Hit the F12 button, click the Network Tab.

Now click the Force immediate check button and you should see a bunch of URLs popup, click on the one that shows:

Code: Select all

ajaxhelper.php?cmd=submitcommands
Then right click on it, choose Copy > Copy URL and PM that info to me as well.

Re: Sometimes Force immediate check fails

Posted: Fri Sep 18, 2020 1:52 pm
by spcmidrange
Info Sent

Thank you for your help

Re: Sometimes Force immediate check fails

Posted: Mon Sep 21, 2020 2:03 pm
by ssax
All that looks proper.

I think you need to do this:

https://support.nagios.com/kb/article/n ... r-754.html

I'm labbing it up with postgresql to test but I'm pretty sure that's the resolution for this.

Re: Sometimes Force immediate check fails

Posted: Tue Sep 22, 2020 11:14 am
by spcmidrange
Well I dont see the same error when I force check this specific service, but i do see simlar error that the KBA talks about:

Code: Select all

ERROR:  syntax error at or near "stopped" at character 282
STATEMENT:  UPDATE xi_sysstat SET value='a:3:{s:10:"nagioscore";a:4:{s:6:"daemon";s:6:"nagios";s:6:"output";s:195:"           └─30957 /usr/local/nagios/libexec/check_nrpe -n -2 -H msg-dc2-exch-1.saskpower.sk.ca -p 5666 -t 30 -c check_service -a service=MSExchangeSubmission crit=state = \'stopped\' warn=none";s:11:"return_code";i:0;s:6:"status";i:0;}s:3:"pnp";a:4:{s:6:"daemon";s:4:"npcd";s:6:"output";s:89:"           └─4303 /usr/local/nagios/bin/npcd -d -f /usr/local/nagios/etc/pnp/npcd.cfg";s:11:"return_code";i:0;s:6:"status";i:0;}s:8:"ndoutils";a:4:{s:6:"daemon";s:6:"ndo2db";s:6:"output";s:90:"           └─21383 /usr/local/nagios/bin/ndo2db -c /usr/local/nagios/etc/ndo2db.cfg -f";s:11:"return_code";i:0;s:6:"status";i:0;}}', update_time=NOW() WHERE metric='daemons'
I will follow the KBA suggestion and plan a time to impliment.

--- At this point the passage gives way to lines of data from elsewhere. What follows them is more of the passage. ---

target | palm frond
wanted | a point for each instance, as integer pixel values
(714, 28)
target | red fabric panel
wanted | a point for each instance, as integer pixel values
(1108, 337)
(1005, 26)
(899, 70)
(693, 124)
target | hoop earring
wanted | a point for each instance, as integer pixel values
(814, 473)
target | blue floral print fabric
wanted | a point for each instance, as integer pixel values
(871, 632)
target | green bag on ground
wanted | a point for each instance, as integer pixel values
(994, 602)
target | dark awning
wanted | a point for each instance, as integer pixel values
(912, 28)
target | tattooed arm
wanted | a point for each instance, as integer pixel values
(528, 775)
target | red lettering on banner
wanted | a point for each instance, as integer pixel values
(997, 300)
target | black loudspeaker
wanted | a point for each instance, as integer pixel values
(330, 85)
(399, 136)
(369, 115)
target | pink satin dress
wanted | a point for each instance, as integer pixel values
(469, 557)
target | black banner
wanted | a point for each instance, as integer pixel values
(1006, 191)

Am I going to have to do a full restart of all things Nagios, or just bounce pgsql?

Thank you!

Re: Sometimes Force immediate check fails

Posted: Wed Sep 23, 2020 4:27 pm
by ssax
I labbed it up and was able to replicate the issue with it putting the \ in there. It fixed it by doing what the guide says and editing this file:

Code: Select all

/var/lib/pgsql/data/postgresql.conf
Changing this:

Code: Select all

#standard_conforming_strings = on
To this:

Code: Select all

standard_conforming_strings = off
Then restart postgresql:

Code: Select all

service postgresql restart
If you see errors in the web interface (you likely will will postfix is restarted and the app is able to connect to the DB) try logging out and back in again or closing the browser and going back into it.